Visual adaptation is the temporary change in sensitivity or perception when exposed to a new or intense stimulus, and the lingering afterimage that may result when the stimulus is removed. These continuous small adjustments reflect the neural coding process of the visual system, and exist so the brain can attempt to "normalize" the visual experience.

== Research ==
The aftereffects of exposure to a visual stimulus or pattern causes loss of sensitivity to that pattern and induces stimulus bias. An example of this phenomenon is the "lilac chaser", introduced by Jeremy Hinton. The stimulus here are lilac circles, that once removed, leave green circles that then become the most prominent stimulus. The fading of the lilac circles is due to a loss of sensitivity to that stimulus and the adaptation to the new stimulus. To experience the "lilac chaser" effect, the subject needs to fixate their eyes on the cross in the middle of the image, and after a while the effect will settle in. Visual coding, a process involved in visual adaptation, is the means by which the brain adapts to certain stimuli, resulting in a biased perception of those stimuli. This phenomenon is referred to as visual plasticity; the brain's ability to change and adapt according to certain, repeated stimuli, altering the way information is perceived and processed.

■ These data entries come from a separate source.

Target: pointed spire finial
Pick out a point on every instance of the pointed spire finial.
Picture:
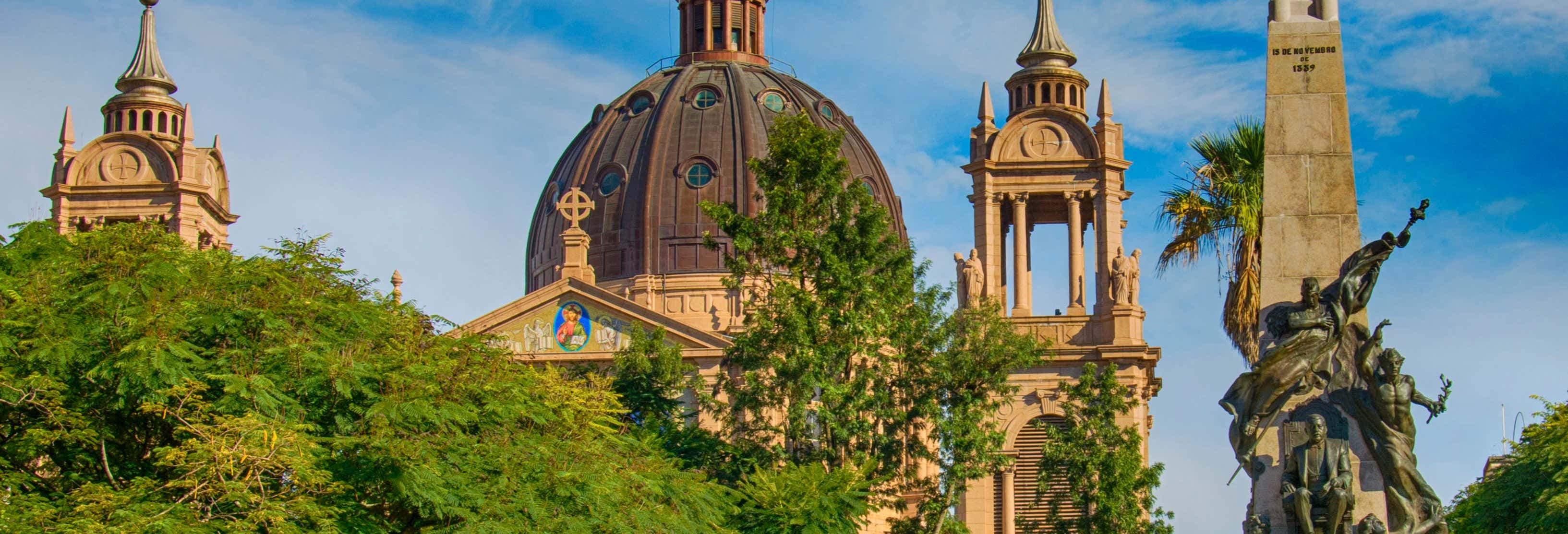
(68, 131)
(1047, 46)
(987, 112)
(1104, 101)
(146, 68)
(397, 283)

Lilac Chaser from Jeremy Hinton's experiment

The rate and strength of visual adaptation depends heavily on the number of stimuli presented simultaneously, as well as the amount of time for which the stimulus is present. Visual adaptation was found to be weaker when there were more stimuli present. Moreover, studies have found that stimuli can rival each other, which explains why higher numbers of simultaneous stimuli lead to lower stimulus adaptation. Studies have also found that visual adaptation can have a reversing effect; if the stimulus is absent long enough, the aftereffects of visual adaptation will subside. Studies have also shown that visual adaptation occurs in the early stages of processing. While longer stimulus durations can induce perceived aftereffects, even short fixations have been shown to induce rapid adaptation that can bias neural responses and perception at subsequent fixations.

==Face recognition==
Perceptual adaptation plays a big role in identifying faces. In an experiment conducted by Gillian Rhodes, the effect of face adaptation was investigated, along with whether visual adaptation affects the recognition of faces. The experiment found that perceptual adaptation does, in fact, affect face recognition. Individuals tend to adapt to common facial features as early as after five minutes of looking at them. This suggests that humans adapt to common facial features, leaving neural resources and space to identify uncommon characteristics and features, which is how humans identify specific faces on a case-by-case basis.

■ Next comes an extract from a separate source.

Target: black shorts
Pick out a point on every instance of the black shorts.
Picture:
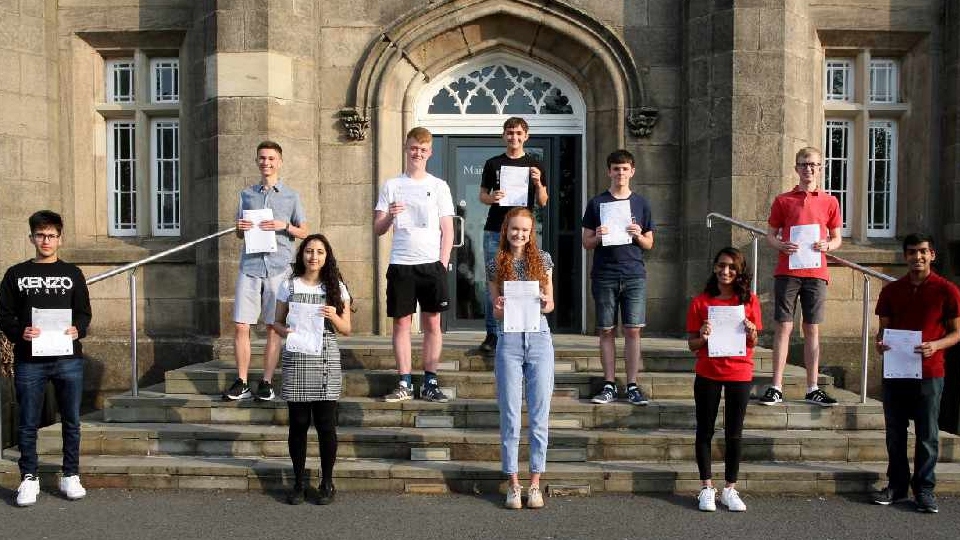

Perceptual aftereffects for face recognition occur for several different stimuli, including gender, ethnicity, identity, emotion, and attractiveness of a face. The fact that this distinction occurs, implies that face recognition is a process that happens on a higher level and later on in the visual encoding, rather than early on within visual adaptation. The fact that the aftereffects in face recognition in particular are so strong, suggests that it is for the purpose of regulation of how processes work. This provides a sense of constancy in an individual's perception, while adapting to differences and possible versions of a stimulus allows for constancy and stability, and makes it easier to adapt to variations in a stimulus, while recognizing commonalities. These face perception cues are encoded in an individual's brain for extended periods of time, ensuring consistency over the individual's lifespan. A young person would perceive stimuli the same way as an older individual.

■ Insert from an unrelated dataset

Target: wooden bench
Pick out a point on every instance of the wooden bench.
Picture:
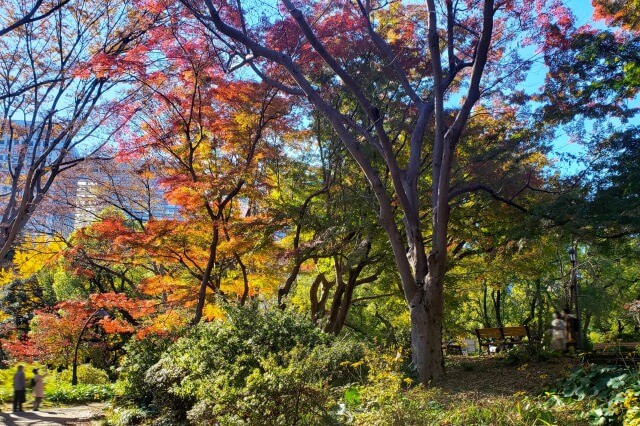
(618, 346)
(502, 337)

== Body size adaptation ==
Visual aftereffects have also been demonstrated in bodies. Individuals who are exposed to images of low fat (or low muscle) bodies have been shown to perceive subsequently-presented bodies as higher fat (or higher muscle) than they really are (and vice versa). Individuals who are less satisfied with their bodies have been shown to direct more visual attention to thin bodies, resulting in stronger adaptation to thin bodies, suggesting that visual adaptation may provide a mechanism for the association between exposure to thin media portrayals of bodies and body size misperception.

Body size adaptation effects are thought to be higher-level aftereffects.